Cross Translational Unit Analysis in Clang Static Analyzer

Hi All,

at the EuroLLVM’17 conference we presented our results about a new analysis mode in clang static analyzer: Cross Translational Unit analysis.

See patch https://reviews.llvm.org/D30691

which is based on the work of A. Sidorin et al. http://lists.llvm.org/pipermail/cfe-dev/2015-October/045730.html, but without function summaries and updated to the newest Clang.

The CTU mode allows the analyzer to “inline” function calls that are defined in another TU than the one currently analyzed.

So it allows to find bugs that span multiple source files.

Without this patch the static analyzer engine, when meets an external function call,

cannot reason about the return value of a function (unknown) and the pointed values, references passed to a function as parameter are invalidated.

You can find a full patched clang 4.0 (use it with llvm commit 01609a325b5f85d88e3ab5c7d470409092436cb2 )

https://github.com/dkrupp/clang/tree/ctu-master

We have run the analysis on some reasonably-sized (ffmpeg, curl, vim, openssl, postgresql) open source C projects and found many additional true positive reports compared to the traditional single TU mode in all projects.

This indicates that this feature would give many new results on any project.

We measured the heap usage, the analysis time and the number of new findings.

You can find the detailed comparison results here:

http://cc.elte.hu/clang-ctu/

In summary, the number of reported bugs is ~1.5-5x times the original single TU analysis, at the cost of 1.5-5x higher analysis time, 1.5-5x max heap usage (roughly in proportion to the increase in the number of reported faults).

The design concept is described shortly in this document: http://cc.elte.hu/clang-ctu/eurollvm17/abstract.pdf

If you would like to try this analysis mode on your project please find the description of the 2 new additional analyzer scripts here:

https://github.com/dkrupp/clang/blob/ctu-master/tools/xtu-build-new/readme.md

Would be happy to hear your opinion and experiences with this feature and would appreciate your help in reviewing the patch.

Thanks & Regards,

Daniel

Hello Daniel & Gabor. Thank you very much for your work!

I saw the patch and found it mostly familiar for me. But, unfortunately, now I cannot find enough time to make its review (my solutions that were implemented 2 years ago need some revisiting too).
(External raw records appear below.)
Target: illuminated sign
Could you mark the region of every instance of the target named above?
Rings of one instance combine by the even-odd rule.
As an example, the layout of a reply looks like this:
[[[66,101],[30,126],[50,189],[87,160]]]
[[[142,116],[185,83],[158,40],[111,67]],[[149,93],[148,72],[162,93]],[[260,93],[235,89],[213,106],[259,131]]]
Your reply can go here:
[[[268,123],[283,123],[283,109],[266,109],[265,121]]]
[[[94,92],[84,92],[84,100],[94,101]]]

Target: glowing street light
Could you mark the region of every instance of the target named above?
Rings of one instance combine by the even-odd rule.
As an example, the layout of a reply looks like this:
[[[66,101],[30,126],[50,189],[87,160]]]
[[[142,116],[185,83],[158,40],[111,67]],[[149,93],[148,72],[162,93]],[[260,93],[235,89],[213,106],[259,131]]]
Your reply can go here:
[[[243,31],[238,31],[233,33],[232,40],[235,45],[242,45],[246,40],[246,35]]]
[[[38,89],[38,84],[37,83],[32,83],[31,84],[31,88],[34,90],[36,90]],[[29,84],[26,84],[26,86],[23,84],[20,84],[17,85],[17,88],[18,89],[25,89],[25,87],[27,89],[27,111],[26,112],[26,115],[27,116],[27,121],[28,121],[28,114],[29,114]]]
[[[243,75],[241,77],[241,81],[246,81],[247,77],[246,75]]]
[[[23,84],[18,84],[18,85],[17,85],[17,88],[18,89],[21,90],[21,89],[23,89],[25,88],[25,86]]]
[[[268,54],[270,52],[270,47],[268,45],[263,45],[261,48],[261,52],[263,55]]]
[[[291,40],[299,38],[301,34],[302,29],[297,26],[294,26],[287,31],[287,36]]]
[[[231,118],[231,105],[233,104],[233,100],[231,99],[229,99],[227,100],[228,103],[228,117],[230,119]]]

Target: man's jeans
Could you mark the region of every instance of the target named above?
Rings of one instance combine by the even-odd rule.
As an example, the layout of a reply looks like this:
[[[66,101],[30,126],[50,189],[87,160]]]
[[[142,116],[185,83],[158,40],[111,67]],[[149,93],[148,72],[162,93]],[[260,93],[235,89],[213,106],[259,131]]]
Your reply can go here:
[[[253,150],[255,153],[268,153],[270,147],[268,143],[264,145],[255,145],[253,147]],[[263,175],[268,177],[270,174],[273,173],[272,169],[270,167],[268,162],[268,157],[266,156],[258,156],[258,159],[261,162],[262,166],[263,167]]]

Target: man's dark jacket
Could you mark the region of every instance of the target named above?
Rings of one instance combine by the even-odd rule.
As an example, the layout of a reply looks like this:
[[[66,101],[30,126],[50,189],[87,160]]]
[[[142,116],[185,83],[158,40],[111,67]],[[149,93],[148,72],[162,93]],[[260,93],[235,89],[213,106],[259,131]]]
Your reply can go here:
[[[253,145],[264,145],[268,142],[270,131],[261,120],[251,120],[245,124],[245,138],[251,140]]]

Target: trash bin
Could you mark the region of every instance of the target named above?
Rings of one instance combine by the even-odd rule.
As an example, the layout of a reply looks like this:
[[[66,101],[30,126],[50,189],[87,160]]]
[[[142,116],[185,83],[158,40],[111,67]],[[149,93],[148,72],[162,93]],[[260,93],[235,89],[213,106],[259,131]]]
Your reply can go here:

I can try to do this review incrementally, by small chunks, if you are OK with it. But it will still take time. Sorry for this inconvenience.

31.03.2017 18:28, Dániel Krupp via cfe-dev пишет:

Hi Aleksei,

your review would be very highly appreciated in any pace and form. J

Thanks,

Daniel

Hi all,

thanks again to Dániel, Gábor, Aleksei and everyone for this work. I'm
going to brain-dump my experiences with the CTU analysis here for the
record. I'm also going to try and review patches when I get time.

At Google, we were trying to perform CTU analysis on Magenta, a
microkernel for the new Fuchsia operating system [0,1]. I wrote a
document describing these efforts; most of the document has been
published here [2]. This might help folks who want to get started
running CTU analysis, although it was last updated in December 2016.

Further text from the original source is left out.